On November 19, the Pennsylvania Supreme Court handed down its much-anticipated decision in Tincher v. Omega Flex, Inc.[1] The court overruled its 1978 decision in Azzarello v. Black Brothers Co.[2] but declined to adopt the Restatement (Third) of Torts. Instead, the court refused to dispose of Section 402A of the Restatement (Second) and redefined the legal contours of strict liability design defect claims by adopting the consumer expectation and risk-utility tests. Although Tincherattempted to clarify Pennsylvania’s strict liability law, the decision’s resetting of strict liability concepts will raise many new questions in future litigation.

The Pennsylvania Supreme Court granted allowance of appeal to address the question of “[w]hether the Court should replace the strict liability analysis of Section 402A of the Second Restatement with the analysis of the Third Restatement.”[3] The four justice majority opinion, authored by Chief Justice Ronald D. Castille, answered that question in the negative. The court reasoned that the appropriate question is instead whether either Restatement (Second or Third) articulates the standard of proof for strict liability claims that is in harmony with Pennsylvania’s common law.[4] The majority was critical of a Restatement’s ability to substitute for Pennsylvania decisional law and cautioned that Restatements are intended to provide guidance and are not legislative enactments. Rather than adopt the construct for product liability claims set forth in the Restatement (Third), the court elected to retain Pennsylvania’s formulation of strict liability under Section 402A of the Restatement (Second). The majority also made the significant step of overruling Azzarello and its progeny, finding that Azzarello created an unworkable bright-line rule that blindly separated strict liability and negligence concepts in ways that overlooked strict liability’s common law roots in both negligence and contract law. Writing on a new slate under Section 402A, the majority, after canvassing law from other jurisdictions and academic commentary, crafted a framework that allows strict liability design defect claims to proceed under either consumer expectation or risk-utility tests. A similar approach has been used in other jurisdictions but not previously in Pennsylvania. In approaching strict liability claims, the majority stressed the jury’s role as fact-finder under this new standard, especially given the many intricacies involved with product design. Notably, the court did not adopt a requirement of a reasonable or feasible alternative design.

Justice Thomas G. Saylor, joined by Justice J. Michael Eakin, filed a concurring and dissenting opinion in which the two justices joined in the overruling of Azzarello but would have instead adopted the framework for product liability claims provided by the Restatement (Third) of Torts.[5]The dissenting opinion also noted discomfort with adopting the consumer expectation test in the absence of any advocacy in favor of this position by the parties.[6]

Tincher leaves many questions unanswered for plaintiffs, defendants, and lower courts.
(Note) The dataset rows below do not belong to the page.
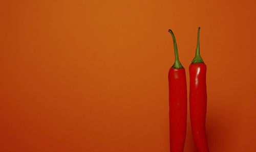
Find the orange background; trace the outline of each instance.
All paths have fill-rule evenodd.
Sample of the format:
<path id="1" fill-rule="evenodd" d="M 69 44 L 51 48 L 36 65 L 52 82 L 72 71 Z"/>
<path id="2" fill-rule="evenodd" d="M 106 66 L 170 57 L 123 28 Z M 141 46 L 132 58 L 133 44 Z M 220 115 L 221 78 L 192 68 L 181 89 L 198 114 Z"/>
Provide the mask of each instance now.
<path id="1" fill-rule="evenodd" d="M 168 29 L 188 82 L 199 26 L 210 151 L 256 151 L 253 2 L 1 1 L 0 151 L 169 151 Z"/>

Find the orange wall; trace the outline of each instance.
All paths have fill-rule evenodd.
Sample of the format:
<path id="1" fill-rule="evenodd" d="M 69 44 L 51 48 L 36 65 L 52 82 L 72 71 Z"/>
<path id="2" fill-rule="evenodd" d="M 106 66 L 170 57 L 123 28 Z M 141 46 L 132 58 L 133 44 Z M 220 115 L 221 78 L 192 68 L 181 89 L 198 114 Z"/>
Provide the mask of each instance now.
<path id="1" fill-rule="evenodd" d="M 0 151 L 168 151 L 168 29 L 188 82 L 199 26 L 210 151 L 255 151 L 254 1 L 4 1 Z"/>

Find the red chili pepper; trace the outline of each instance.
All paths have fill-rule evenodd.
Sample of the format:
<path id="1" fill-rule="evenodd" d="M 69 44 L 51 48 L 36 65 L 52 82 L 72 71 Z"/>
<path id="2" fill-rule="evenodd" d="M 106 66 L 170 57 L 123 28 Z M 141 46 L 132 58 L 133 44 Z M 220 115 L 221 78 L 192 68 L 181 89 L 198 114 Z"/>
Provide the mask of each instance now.
<path id="1" fill-rule="evenodd" d="M 198 28 L 196 56 L 189 66 L 189 107 L 191 126 L 197 150 L 208 152 L 205 134 L 206 115 L 206 65 L 200 56 Z"/>
<path id="2" fill-rule="evenodd" d="M 187 123 L 187 85 L 185 69 L 179 60 L 175 37 L 173 37 L 175 61 L 170 68 L 169 80 L 169 106 L 170 150 L 172 152 L 183 151 Z"/>

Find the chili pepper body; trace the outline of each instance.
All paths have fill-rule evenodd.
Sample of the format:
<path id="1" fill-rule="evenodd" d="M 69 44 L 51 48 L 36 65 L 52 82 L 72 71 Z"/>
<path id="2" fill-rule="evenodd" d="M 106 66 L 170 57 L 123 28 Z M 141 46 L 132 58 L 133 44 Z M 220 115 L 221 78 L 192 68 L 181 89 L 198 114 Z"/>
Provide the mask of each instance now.
<path id="1" fill-rule="evenodd" d="M 169 82 L 170 150 L 183 151 L 187 123 L 187 86 L 185 69 L 179 60 L 176 41 L 169 30 L 174 41 L 175 61 L 169 69 Z"/>
<path id="2" fill-rule="evenodd" d="M 187 123 L 187 87 L 184 68 L 169 70 L 170 149 L 183 151 Z"/>
<path id="3" fill-rule="evenodd" d="M 200 55 L 199 31 L 196 57 L 189 66 L 189 110 L 192 135 L 197 150 L 208 152 L 205 133 L 207 108 L 206 65 Z"/>
<path id="4" fill-rule="evenodd" d="M 205 134 L 206 115 L 206 66 L 204 63 L 189 66 L 189 108 L 193 138 L 199 152 L 209 151 Z"/>

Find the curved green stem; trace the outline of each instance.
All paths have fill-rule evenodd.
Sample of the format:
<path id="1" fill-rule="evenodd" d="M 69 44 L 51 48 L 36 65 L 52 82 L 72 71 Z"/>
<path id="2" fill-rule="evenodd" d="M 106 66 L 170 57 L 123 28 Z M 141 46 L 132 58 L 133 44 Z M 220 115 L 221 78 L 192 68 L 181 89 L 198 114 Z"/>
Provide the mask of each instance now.
<path id="1" fill-rule="evenodd" d="M 204 61 L 201 57 L 200 56 L 200 46 L 199 45 L 199 34 L 200 32 L 200 27 L 198 28 L 198 30 L 197 31 L 197 48 L 196 49 L 196 56 L 192 60 L 192 63 L 191 64 L 194 63 L 204 63 Z"/>
<path id="2" fill-rule="evenodd" d="M 183 67 L 181 65 L 181 63 L 180 63 L 180 60 L 179 60 L 179 55 L 178 55 L 178 48 L 177 47 L 176 39 L 175 39 L 174 34 L 171 30 L 169 30 L 168 32 L 170 33 L 170 35 L 172 35 L 172 37 L 173 37 L 174 46 L 174 54 L 175 55 L 175 61 L 174 61 L 174 64 L 173 66 L 172 66 L 172 68 L 178 69 L 183 68 Z"/>

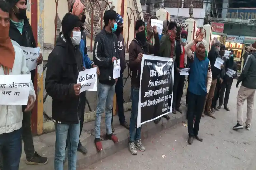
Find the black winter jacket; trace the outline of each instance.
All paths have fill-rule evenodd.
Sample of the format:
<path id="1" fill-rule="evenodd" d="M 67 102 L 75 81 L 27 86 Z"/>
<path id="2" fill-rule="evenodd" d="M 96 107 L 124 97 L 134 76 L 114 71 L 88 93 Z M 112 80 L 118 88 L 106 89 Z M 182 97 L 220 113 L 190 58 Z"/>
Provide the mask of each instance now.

In particular, the majority declined to address whether strict liability permits compensation in circumstances where harm is from known and foreseeable risks or unknown risks.[7] The majority also left unaddressed how its decision would affect strict liability manufacturing defect claims and failure to warn claims, such as whether Tincher’s new formulation of strict liability concepts would allow use of negligence-derived defenses.[8] The court’s approach in Tincher is consistent with continuing to exclude prescription drugs and medical devices from strict liability, as Pennsylvania has for many years, but because Tincher did not concern a prescription drug or medical device, that question will have to be addressed in future cases. These issues will be played out in state and federal courts alike. In sum, the court’s refusal to adopt the Restatement (Third) of Torts and its recalculated view of strict liability paves the way for continued litigation under a product liability scheme that is increasingly unique to Pennsylvania.